だからこそ、特に「過労死」の問題で遺族と向き合った際には、「共感ではなく客体視」という「研究者的な態度」の保持が、いかにもしんどく、後ろめたささえ、著者には感じられたのであろう。

しかし、著者も「あらためて」気づいたように、こういう「研究者的な態度」は、決して「人間として冷たい」ものでも(「無責任」でも)何でもなく、「問題」と対峙する場合には、かならず必要なことなのだ。
喩えて言うなら、戦争をする場合、「敵を冷静に分析した後に、士気を鼓舞して戦う」という手順が重要で、「初手から敵に対して頭に血が上った感情を差し向け、冷静な分析もできないままに敵とぶつかる」というようなものは、戦い方として間違っている、というのと同じなのである。

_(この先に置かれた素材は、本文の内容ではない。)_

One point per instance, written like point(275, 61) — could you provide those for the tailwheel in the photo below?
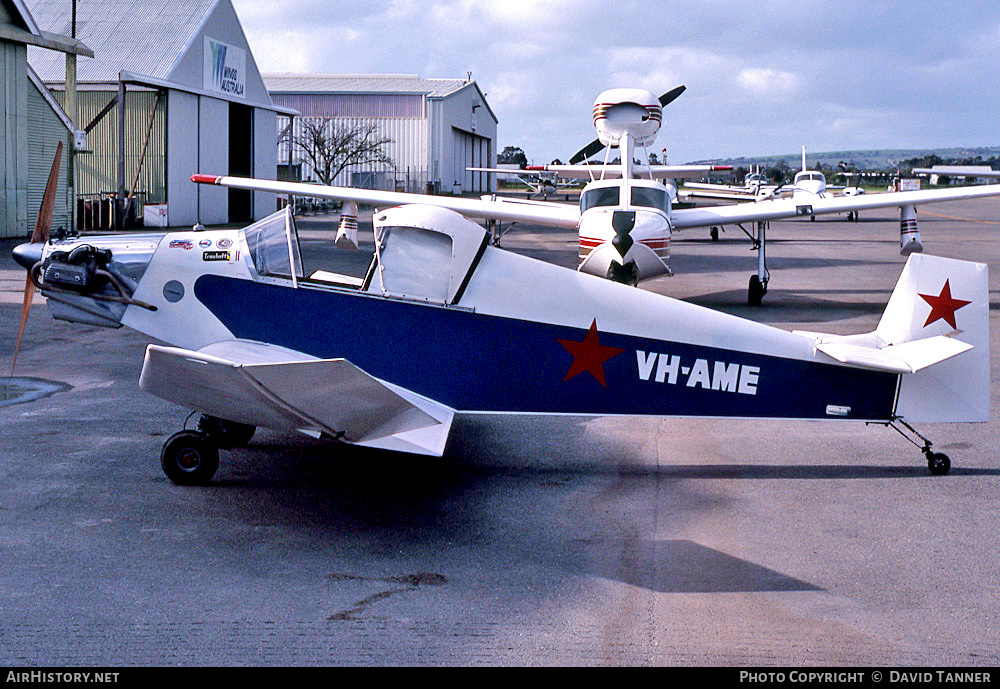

だから「労働と感情」という本質的な問題を考える上で、その極端に悲惨な事例としての「過労死」問題を扱うにあたっても、やはり「敵憎し」からではなく、その前に、敵の力量を冷静に分析する「研究者的な態度」が是非とも必要であり、それこそが本当の意味での「敵との戦いにおける勝利」へとつながってもいくのである(ここで言う「敵」とは、個々のブラック企業などではなく、そのような「悪」を生む、社会的システムのことである)。

したがって、本書に書かれているのは、「敵への批判攻撃」でもなければ「有効な戦術論」でもない。その意味で「即戦力(特効薬)」的なものではない。けれども、本書は、「労働と感情」という「戦場」に伏在する魔物についての「基礎研究」なのだと考えればいい。「基礎研究」が無ければ、その応用としての「戦術」も立たないのである。

いくつかの独立したレポートを寄せ集めたため、いささかまとまりに欠ける憾みもないではない本書ではあるが、それは「戦場各方面における戦況のレポート」だと考えればいいだろう。私たちは、こうした「多様な戦場における戦況」のなかに、共通する問題の本質を見いだし、それと対峙し、それを打破しなければならない。
そして、そのための「最終判断」は、誰かに教えてもらうのではなく、読者それぞれが、自身の頭を使って、自分の「戦場=現場」で行なうしかないのではないだろうか。